Pero en general se suele entender por formalismo la tendencia a resaltar los aspectos externos y estructurales, formales, de la realidad, con preferencia a los internos o esenciales, de modo que se dé primacía a lo que es forma sobre lo que es fondo en las cuestiones y en los planteamientos.
En los aspectos éticos y religiosos, el formalismo puede entenderse como la actitud que se fija más en los lenguajes que en los mensajes, en los modos expresivos y en las cuestiones antropológicas o arqueológicas más que en los misterios mismos que originan las creencias y los dogmas.
Al margen de lo que signifiquen los términos e, incluso, de las ideas que divulguen los diversos autores, el educador de la fe debe dar importancia a las formas, pero sin caer en el formalismo; debe perseguir la claridad en las exposiciones pero sin pensar que en ello está su primer cometido, olvidando la fidelidad al mensaje.

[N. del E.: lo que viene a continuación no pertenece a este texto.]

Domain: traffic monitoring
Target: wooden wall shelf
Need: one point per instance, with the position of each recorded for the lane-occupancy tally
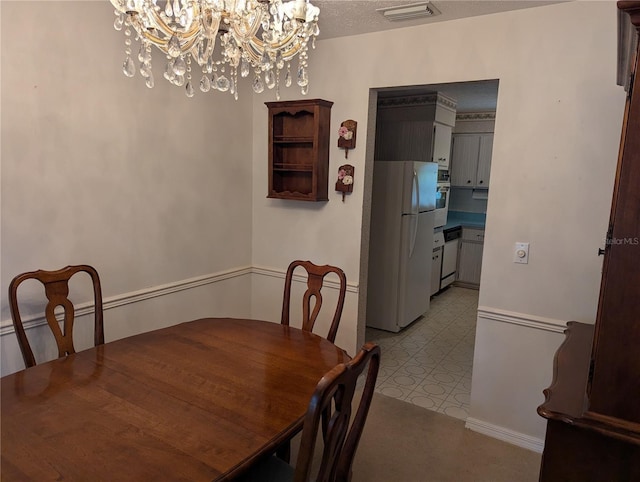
(299, 149)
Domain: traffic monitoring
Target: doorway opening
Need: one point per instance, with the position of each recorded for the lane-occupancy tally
(430, 362)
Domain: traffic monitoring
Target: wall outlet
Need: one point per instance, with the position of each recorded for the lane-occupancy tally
(521, 253)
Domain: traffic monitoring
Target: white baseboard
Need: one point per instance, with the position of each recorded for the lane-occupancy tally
(506, 435)
(522, 319)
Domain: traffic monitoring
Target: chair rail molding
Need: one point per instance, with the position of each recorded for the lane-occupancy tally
(6, 326)
(278, 273)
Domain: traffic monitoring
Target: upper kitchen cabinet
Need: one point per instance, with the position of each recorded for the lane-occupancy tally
(416, 128)
(471, 160)
(299, 149)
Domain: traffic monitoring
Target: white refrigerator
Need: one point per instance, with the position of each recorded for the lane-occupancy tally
(401, 242)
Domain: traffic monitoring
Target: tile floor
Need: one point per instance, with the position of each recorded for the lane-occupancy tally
(429, 363)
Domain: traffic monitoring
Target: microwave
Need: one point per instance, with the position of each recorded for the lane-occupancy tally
(443, 191)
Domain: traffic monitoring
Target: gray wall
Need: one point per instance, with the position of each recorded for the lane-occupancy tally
(150, 187)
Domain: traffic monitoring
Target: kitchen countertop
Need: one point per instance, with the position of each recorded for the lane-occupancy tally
(464, 219)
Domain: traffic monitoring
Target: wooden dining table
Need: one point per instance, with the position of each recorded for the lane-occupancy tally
(201, 400)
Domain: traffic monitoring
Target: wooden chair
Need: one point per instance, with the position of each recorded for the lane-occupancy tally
(336, 390)
(315, 278)
(56, 285)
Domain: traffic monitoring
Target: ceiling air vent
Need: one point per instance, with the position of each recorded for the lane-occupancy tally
(408, 12)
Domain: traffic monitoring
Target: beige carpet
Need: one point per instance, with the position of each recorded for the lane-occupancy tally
(406, 443)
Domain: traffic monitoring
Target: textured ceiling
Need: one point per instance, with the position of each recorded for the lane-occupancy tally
(339, 18)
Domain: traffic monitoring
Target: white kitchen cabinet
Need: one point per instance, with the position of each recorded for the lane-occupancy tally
(441, 149)
(470, 257)
(471, 160)
(436, 268)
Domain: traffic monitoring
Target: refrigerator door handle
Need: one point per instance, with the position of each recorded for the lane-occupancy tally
(416, 185)
(414, 235)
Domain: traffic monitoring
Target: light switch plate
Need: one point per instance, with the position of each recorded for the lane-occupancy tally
(521, 253)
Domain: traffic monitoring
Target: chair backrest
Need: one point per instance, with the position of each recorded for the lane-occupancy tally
(56, 285)
(334, 394)
(315, 278)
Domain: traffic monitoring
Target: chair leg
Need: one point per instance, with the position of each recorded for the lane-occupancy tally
(284, 451)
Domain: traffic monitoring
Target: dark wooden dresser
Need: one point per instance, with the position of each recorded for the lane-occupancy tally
(593, 403)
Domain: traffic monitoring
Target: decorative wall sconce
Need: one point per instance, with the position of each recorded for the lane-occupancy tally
(344, 184)
(347, 136)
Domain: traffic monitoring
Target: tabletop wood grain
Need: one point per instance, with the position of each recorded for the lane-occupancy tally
(196, 401)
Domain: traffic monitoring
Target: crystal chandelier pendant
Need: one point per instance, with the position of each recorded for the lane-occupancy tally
(258, 86)
(205, 83)
(223, 83)
(258, 35)
(270, 79)
(287, 78)
(303, 79)
(189, 89)
(244, 68)
(129, 67)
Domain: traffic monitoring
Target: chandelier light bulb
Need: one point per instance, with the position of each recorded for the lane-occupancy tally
(259, 35)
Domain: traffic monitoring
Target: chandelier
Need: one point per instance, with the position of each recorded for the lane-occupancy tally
(259, 36)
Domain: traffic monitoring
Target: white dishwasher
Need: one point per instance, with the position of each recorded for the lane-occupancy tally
(436, 260)
(450, 255)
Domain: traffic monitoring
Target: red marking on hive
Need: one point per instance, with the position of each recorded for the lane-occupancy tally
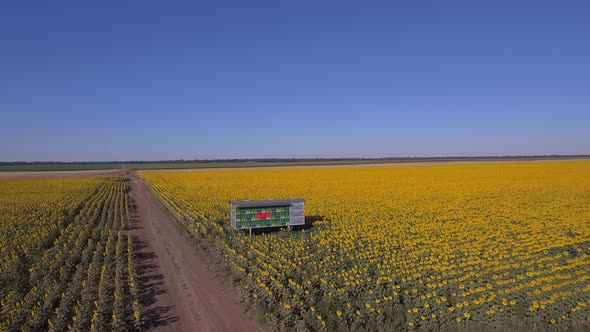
(262, 215)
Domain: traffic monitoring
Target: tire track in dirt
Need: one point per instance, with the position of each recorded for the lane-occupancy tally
(190, 291)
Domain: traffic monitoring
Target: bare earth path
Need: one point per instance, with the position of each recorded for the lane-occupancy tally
(193, 298)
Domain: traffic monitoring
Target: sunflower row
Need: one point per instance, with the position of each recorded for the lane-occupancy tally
(80, 275)
(404, 247)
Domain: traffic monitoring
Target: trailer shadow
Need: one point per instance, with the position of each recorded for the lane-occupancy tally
(309, 224)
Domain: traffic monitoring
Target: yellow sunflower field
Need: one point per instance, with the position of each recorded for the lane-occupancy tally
(425, 247)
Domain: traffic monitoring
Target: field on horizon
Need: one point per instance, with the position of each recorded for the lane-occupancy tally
(430, 247)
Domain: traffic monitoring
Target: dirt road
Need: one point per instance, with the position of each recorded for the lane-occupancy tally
(190, 295)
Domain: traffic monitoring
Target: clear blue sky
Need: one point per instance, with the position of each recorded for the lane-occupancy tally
(147, 80)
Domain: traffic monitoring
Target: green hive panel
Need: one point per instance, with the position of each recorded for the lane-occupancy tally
(253, 217)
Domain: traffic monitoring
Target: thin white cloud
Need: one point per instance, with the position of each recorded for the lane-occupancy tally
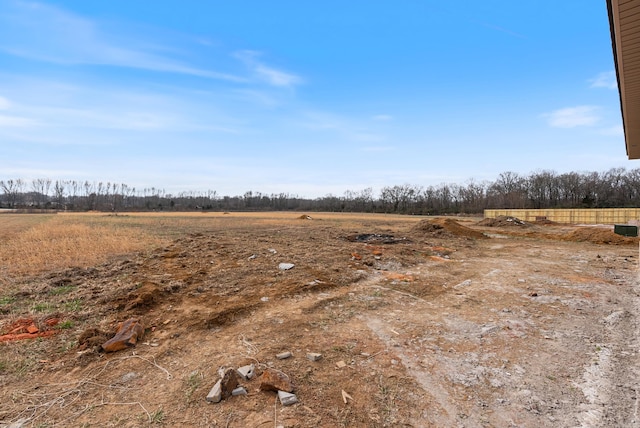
(606, 79)
(572, 117)
(15, 121)
(4, 103)
(266, 73)
(382, 117)
(377, 149)
(45, 33)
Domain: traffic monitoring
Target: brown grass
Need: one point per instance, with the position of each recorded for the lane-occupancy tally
(59, 242)
(35, 243)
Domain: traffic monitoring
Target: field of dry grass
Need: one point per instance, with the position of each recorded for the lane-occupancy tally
(36, 243)
(422, 322)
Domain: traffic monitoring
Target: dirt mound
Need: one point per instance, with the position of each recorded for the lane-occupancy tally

Asegurará una buena catequesis si entiende que su misión es anunciar los misterios y elegir bien los lenguajes. La experiencia le irá diciendo que las formas pasan y que los misterios permanecen y que lo que queda para siempre es el mensaje que él, con su comprensión y profundidad, ayuda a transmitir.
Por eso debe resaltar los contenidos del Evangelio ante los ojos de sus catequizandos y no detenerse en los pormenores o en las opiniones de moda. Debe cuidar las formas, pero no caer en el formalismo frío de la razón ni el cálido del sentimiento. Los estilos y las corrientes pasan con el tiempo y la verdad de Dios es tan eterna como El mismo.